表単位リカバリでは以下の動作が自動的に実行されます。
- RMAN はバックアップを使用して補助データベースを作成します。
補助データベースは、リカバリのために作成されるターゲット・データベースの最小限のクローンです。 - 補助データベースを指定された時点までリカバリします。
- 補助データベースからリカバリ対象の表をエクスポート(Data Pump)します。
- ターゲット・データベースにダンプ・ファイルをインポートします。
- 補助データベースを削除します。
表単位リカバリでは事前に準備が必要な要件は少なく、ARCHIVELOG モードであり、指定の時点にリカバリ可能なバックアップが取得されていれば十分です。また、ターゲット・データベース上で行われるのはインポート操作のみであるため、実運用への影響は最小限です。
例えば、 SH スキーマの CUSTOMERS 表をSCN 1899208 の時点までの状態でCUSTOMERS_RECOVERED という名称に変更という条件でリカバリを行う場合、コマンドとしては次のようになります。
RMAN> RECOVER TABLE SH.CUSTOMERS UNTIL SCN 1899208 AUXILIARY DESTINATION '/tmp/oracle/recover' REMAP TABLE 'SH'.'CUSTOMERS':'CUSTOMERS_RECOVERED' ;
コマンド実行後、表単位リカバリの各操作が、補助データベースの作成からエクスポート・インポートまで RMAN により自動的に実行されていきます。
オプションとして以下の指定も可能です。
- 補助データベースの作成場所
- AUXILIARY DESTINATION 句でディレクトリを指定できます。
- リカバリ時点の指定方法
- 通常のリカバリと同じように UNTIL 句で 時刻、SCN、ログ# を指定できます。
- インポートを行わない
- NOTABLEIMPORT 句を指定してダンプファイルの生成のみにすることで、抽出データを他のデータベースへ移動させることもできます。

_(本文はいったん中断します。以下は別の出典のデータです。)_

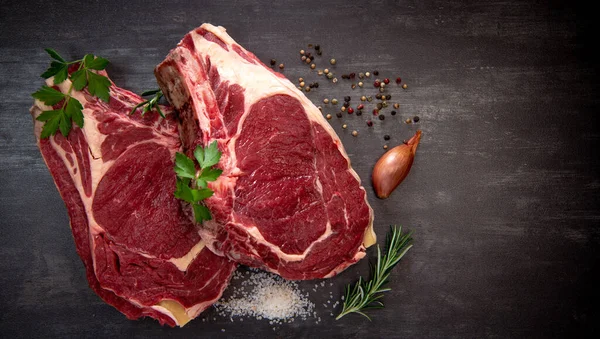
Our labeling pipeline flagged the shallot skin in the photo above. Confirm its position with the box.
[372,130,422,199]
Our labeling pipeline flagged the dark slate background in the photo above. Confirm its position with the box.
[0,0,600,338]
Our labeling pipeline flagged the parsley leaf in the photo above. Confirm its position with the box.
[192,204,212,223]
[86,71,111,102]
[71,69,87,91]
[129,89,165,118]
[175,152,196,179]
[175,143,223,223]
[32,48,112,139]
[194,140,221,169]
[31,85,65,106]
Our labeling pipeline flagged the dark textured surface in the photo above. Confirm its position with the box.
[0,1,600,338]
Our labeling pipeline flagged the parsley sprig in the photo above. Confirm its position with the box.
[32,48,111,139]
[175,141,223,223]
[129,89,165,118]
[335,226,412,320]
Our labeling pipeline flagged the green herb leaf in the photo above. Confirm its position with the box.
[85,57,108,71]
[175,179,195,204]
[199,168,223,181]
[40,110,62,139]
[31,85,65,106]
[192,204,212,223]
[175,152,196,179]
[335,226,412,320]
[87,71,111,102]
[45,48,66,63]
[71,69,87,91]
[175,141,223,223]
[65,97,83,128]
[199,140,221,169]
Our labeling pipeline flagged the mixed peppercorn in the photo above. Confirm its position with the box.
[271,44,420,149]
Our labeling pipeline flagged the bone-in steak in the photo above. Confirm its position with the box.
[31,73,235,326]
[155,24,375,279]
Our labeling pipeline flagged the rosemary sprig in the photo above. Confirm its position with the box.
[335,226,412,320]
[129,89,165,118]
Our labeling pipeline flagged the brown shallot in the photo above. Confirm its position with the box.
[372,131,421,199]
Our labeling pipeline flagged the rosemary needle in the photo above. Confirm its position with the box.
[335,226,412,320]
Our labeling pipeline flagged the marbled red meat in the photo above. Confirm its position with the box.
[31,73,235,326]
[155,24,375,279]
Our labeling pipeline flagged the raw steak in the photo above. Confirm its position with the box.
[155,24,375,279]
[31,73,235,326]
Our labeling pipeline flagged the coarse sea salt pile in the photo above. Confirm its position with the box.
[214,269,320,324]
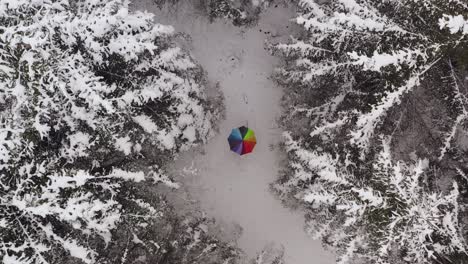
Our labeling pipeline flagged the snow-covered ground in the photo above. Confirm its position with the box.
[134,0,334,264]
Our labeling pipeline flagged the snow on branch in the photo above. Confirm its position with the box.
[0,0,213,264]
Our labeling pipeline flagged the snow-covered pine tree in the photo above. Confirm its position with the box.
[0,0,236,264]
[272,0,468,263]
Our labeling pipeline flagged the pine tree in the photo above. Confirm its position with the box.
[271,0,468,263]
[0,0,235,264]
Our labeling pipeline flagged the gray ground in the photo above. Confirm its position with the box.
[134,0,334,264]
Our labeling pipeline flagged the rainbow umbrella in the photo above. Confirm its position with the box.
[228,126,257,155]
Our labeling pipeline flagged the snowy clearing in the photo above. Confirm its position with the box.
[134,0,334,264]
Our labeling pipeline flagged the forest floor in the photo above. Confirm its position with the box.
[134,0,334,264]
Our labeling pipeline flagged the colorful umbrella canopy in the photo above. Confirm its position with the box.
[228,126,257,155]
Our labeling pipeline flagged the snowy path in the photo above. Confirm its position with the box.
[133,0,334,264]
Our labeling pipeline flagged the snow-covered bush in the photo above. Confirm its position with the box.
[283,136,468,263]
[0,0,227,264]
[272,0,468,154]
[271,0,468,263]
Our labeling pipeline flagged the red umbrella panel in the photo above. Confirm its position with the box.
[228,126,257,155]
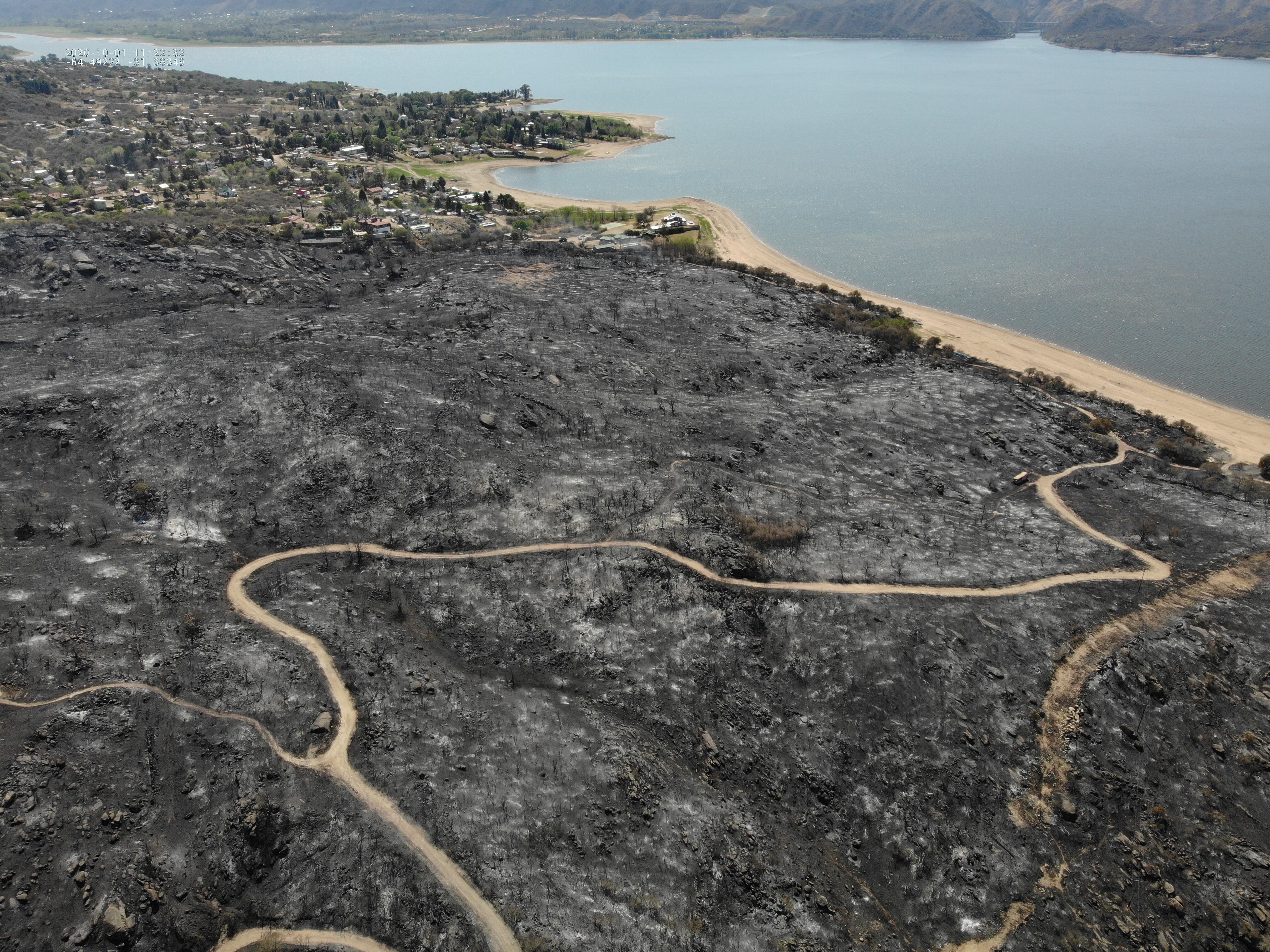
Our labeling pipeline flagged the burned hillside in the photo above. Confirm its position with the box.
[0,223,1270,952]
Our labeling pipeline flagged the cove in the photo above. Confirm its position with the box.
[6,34,1270,415]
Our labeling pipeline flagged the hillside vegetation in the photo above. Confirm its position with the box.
[1045,4,1270,58]
[0,0,1010,43]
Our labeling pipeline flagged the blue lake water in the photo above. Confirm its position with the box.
[4,34,1270,415]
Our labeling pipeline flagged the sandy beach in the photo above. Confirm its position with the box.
[438,113,1270,463]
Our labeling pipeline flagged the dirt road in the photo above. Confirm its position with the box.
[0,442,1171,952]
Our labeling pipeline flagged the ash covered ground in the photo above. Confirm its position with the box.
[0,220,1270,952]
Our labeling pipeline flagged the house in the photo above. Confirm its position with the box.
[649,212,700,235]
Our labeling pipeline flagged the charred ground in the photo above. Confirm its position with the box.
[0,225,1270,952]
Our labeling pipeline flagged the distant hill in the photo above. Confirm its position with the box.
[0,0,1011,42]
[1056,4,1151,28]
[982,0,1255,29]
[773,0,1010,39]
[1044,3,1270,58]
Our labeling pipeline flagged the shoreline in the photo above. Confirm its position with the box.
[442,131,1270,465]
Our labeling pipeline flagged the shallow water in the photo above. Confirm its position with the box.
[6,34,1270,414]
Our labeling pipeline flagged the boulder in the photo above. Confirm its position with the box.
[101,903,137,938]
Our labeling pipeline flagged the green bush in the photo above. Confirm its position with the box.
[1156,437,1208,467]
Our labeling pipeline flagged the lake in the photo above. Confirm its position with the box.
[6,34,1270,415]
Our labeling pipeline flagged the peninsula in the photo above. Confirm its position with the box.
[7,50,1270,952]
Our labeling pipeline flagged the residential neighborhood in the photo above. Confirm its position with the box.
[0,56,645,241]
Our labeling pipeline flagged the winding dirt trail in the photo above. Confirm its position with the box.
[0,441,1171,952]
[1011,552,1270,826]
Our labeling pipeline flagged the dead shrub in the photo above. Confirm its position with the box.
[728,513,809,548]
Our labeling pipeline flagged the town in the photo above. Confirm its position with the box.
[0,56,650,247]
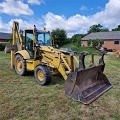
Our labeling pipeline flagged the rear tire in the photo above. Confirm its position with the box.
[34,65,52,86]
[14,54,26,76]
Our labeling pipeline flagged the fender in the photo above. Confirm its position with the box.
[15,50,30,59]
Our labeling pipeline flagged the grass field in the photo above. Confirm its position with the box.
[0,52,120,120]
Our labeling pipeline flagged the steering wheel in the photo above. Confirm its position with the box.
[37,40,44,45]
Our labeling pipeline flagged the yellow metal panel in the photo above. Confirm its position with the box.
[16,50,30,59]
[26,60,40,70]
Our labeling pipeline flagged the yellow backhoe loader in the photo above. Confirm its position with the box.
[11,21,112,104]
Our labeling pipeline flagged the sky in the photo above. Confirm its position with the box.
[0,0,120,37]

- リカバリする表や格納先表領域を別の名称に変更する
- REMAP TABLE 句、REMAP TABLESPACE 句 で Data Pump と同様に名称変更できます。
リカバリする表と同名の表が既に存在する場合(元の表がそのまま残っているような場合で REMAP 句を指定しない場合) は、コマンド実行直後に以下のようなエラー・メッセージが表示されます。この場合は REMAP 句を指定するか、既存の表の削除を検討してください。
RMAN-00571: ======================================================= RMAN-00569: ============= ERROR MESSAGE STACK FOLLOWS ============= RMAN-00571: ======================================================= RMAN-03002: recoverコマンドが02/26/2014 10:33:49で失敗しました RMAN-05063: 指定された表をリカバリできません RMAN-05112: 表"SH"."CUSTOMERS"はすでに存在します
まとめ
表単位リカバリは他の Point-in-time リカバリ方法と比較して気軽に実施でき、事前に必要な準備が少ないという点でメリットがあります。適用できる場面は限られますが論理バックアップが取得できていなかった場合の代替としても使用することができます。